I referred to the argument generally as a dysfuntional market argument, but in the paper, I concluded that in an American court today, the argument that educators shouldn't have to pay (ie their uses of others works in large-scale digital distributions to students should be fair use) if they can't afford it, isn't likely to be a winner. To read more than just the one section of the article referenced above, pull up the posts labeled copyright and that should retrieve them all (and a few other things no doubt).

I wonder whether, if such a claim succeeds in any forum, it is more likely to succeed in other fora. There would, in any event, still be considerable problems with it, as I suggest in the article. An interesting choice for Mr. Gates.

Sunday, February 04, 2007

Class assignment: play around on LibraryThing and Amazon...

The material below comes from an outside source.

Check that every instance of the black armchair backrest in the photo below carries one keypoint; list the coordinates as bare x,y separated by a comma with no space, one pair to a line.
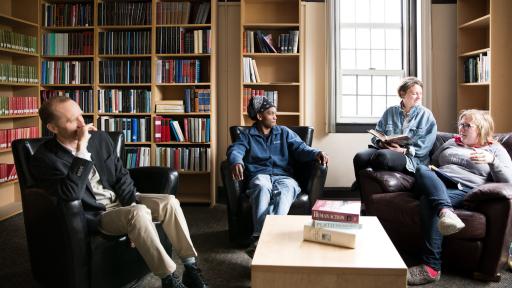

Yeah, that's really the assignment. This is pretty amazing. The class is organizing and providing access to information. I'm quite wary, being a Googler from way back, and having done all my legal research for the last 20 years on either the open Web or on Westlaw. So, full text is my mantra. But I'm taking this class and I'm going to figure out what the deal is with catalog records, Dublin Core, xml, metadata generally, etc. etc. So, with the intro to xml readings, we are instructed to check out LibraryThing and Amazon as two different approaches to recommender systems. LibraryThing is just so much fun, it's hard to relate it to xml and metadata. I can't get below the surface of just being amazed at all the cool information I get back for having entered 31 titles into my "library" with a couple of tags on each one. Too easy. So, I just want to read and read and read now. Of course, I have to read, tons of stuff. So this is working out really, really well!

Friday, February 02, 2007

if:book: back to the backlist

What a great story, back to the backlist, over at Institute for the Future of the Book. This is so amazing, seeing such wonderful examples of how the pie can be envisioned as having more pieces and getting larger. I had read something similar on the front page of the Financial Times this morning (yes, I read a hard copy of it) about how over 1.3M Disney videos have been purchased from iTunes in the 3 months that they've been available, and how Disney is telling its retail partners (ie, those who sell DVDs) that overall consumption is up. Others are still trying to protect DVD sales, seeing it as a win-lose game. It isn't turning out that way in many cases.